Hal ini berbanding terbalik dari pendapat Ormas Muhammadiyah, dari muhammadiyah.or.id, pandangan mereka mengenai sistem terbuka akan melahirkan suasana demokrasi yang pragmatis, tidak sehat, permainan politik uang dan politik identitas. Para Caleg hanya mengandalkan elektabilitas, tidak berdasarkan asas meritrokrasi, kapabilitas dan profesionalisme.
Dari penjelasan di atas, argumen yang dibawakan terlihat menggunakan pendekatan filosofis dan sosiologis saja. Dan, kurang penjelasan tentang teknis bagaimana KPU menyelenggarakan Pemilu lebih efisien.
Menakar Pendapat Pengamat Politik UGM
Dari ungkapan ketua KPU "membantu efisiensi kerja KPU" dengan sistem proporsional tertutup, masih sedikit orang yang memahami konteks ucapan tersebut. Menariknya, jika penerapan sistem ini diberlakukan, apakah KPU bisa lebih mudah dan cermat menyelenggarakan Pemilu?
Wacana ini memunculkan komentar Pengamat Politik UGM, Mada Sukmajati dalam laman resmi UGM, mengutarakan sistem proporsional tertutup cocok dengan dilakukan pada Pemilu legislatif 2024. Mada memiliki alasan mendukung sistem tersebut karena sederhana dari sudut pandang pemilih.
Sistem ini memiliki prinsip yang harus dipenuhi, yaitu transparansi, akuntabilitas dan partisipasi. Selain itu, dalam teknisnya, penyelenggara Pemilu akan lebih ringan secara rekapitulasi menghitung suara.

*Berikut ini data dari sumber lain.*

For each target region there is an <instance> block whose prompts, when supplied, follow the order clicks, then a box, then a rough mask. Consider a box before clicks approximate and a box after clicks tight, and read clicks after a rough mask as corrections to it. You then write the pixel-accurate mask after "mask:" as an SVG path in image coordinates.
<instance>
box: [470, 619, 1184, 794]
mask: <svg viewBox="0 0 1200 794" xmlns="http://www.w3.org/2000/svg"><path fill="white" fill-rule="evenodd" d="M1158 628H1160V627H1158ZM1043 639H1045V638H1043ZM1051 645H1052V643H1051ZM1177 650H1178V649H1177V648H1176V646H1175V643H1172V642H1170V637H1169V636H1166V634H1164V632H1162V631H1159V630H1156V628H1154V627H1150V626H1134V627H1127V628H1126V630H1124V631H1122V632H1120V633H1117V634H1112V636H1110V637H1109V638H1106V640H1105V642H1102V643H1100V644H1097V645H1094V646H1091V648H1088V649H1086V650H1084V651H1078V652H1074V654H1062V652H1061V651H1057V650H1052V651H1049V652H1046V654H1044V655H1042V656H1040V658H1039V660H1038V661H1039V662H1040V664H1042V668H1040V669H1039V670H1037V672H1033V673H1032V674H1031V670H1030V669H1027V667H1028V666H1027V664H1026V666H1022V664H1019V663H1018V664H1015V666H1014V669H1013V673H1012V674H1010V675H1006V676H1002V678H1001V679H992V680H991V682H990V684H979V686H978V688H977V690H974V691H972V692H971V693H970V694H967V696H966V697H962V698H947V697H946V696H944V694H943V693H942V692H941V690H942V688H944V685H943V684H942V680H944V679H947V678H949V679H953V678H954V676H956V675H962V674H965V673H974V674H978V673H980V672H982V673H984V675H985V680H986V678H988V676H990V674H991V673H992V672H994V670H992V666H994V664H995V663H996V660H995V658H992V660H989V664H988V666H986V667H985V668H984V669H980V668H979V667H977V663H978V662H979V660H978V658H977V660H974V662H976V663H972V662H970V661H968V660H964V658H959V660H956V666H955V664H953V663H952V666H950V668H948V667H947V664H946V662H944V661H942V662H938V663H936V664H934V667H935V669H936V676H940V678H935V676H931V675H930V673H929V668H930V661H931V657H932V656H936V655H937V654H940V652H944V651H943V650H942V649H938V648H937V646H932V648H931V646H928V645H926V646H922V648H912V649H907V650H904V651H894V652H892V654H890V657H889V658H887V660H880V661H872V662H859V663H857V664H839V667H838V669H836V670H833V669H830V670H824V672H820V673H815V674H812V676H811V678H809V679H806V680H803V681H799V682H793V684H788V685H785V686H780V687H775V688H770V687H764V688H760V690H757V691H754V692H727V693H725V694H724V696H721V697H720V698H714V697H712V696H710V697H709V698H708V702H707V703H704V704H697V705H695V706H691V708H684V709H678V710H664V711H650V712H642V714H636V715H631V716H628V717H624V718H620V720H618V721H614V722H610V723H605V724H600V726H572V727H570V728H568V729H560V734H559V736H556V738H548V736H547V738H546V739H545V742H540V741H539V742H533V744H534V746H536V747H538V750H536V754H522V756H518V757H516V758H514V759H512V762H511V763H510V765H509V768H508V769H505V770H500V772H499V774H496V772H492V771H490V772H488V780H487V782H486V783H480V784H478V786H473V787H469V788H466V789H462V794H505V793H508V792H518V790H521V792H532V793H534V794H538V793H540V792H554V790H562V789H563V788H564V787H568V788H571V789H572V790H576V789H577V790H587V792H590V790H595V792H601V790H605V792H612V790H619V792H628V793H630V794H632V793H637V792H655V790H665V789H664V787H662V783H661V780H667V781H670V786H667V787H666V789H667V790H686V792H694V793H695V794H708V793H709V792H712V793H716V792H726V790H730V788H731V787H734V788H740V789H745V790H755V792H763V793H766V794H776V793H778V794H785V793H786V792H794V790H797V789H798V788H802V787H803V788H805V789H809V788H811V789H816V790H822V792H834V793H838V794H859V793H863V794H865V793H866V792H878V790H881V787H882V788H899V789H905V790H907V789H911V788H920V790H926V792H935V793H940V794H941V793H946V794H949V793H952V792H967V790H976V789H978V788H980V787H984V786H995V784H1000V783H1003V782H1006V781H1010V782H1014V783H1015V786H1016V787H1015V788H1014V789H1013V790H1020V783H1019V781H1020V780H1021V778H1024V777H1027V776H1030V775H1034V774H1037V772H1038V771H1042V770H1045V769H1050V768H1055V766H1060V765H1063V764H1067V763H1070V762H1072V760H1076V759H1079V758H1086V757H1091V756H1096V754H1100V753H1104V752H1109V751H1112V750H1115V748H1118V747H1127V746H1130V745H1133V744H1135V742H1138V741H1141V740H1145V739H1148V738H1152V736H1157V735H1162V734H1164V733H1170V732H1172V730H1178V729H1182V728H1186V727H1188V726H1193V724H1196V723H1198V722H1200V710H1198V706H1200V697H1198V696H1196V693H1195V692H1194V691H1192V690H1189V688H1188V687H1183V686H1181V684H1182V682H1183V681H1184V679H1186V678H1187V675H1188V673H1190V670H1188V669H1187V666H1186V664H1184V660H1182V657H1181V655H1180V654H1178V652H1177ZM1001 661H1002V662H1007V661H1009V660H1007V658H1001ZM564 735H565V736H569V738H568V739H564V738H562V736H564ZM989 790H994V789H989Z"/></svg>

Dalam memastikan tiga prinsip terealisasi, bisa diatur oleh Peraturan Komisi Pemilihan Umum (PKPU) dengan mewajibkan partai politik membuat berita acara selama proses pencalonan.
Argumen yang ia kemukakan tentu akan menghadapi banyak kendala karena proses transisi jika sistem berubah. Padahal teknis sistem tertutup maupun terbuka, para calon tetap ditentukan oleh partai politik, meskipun banyak terlihat lebih mengunggulkan aktor politik daripada perwakilan partai politik.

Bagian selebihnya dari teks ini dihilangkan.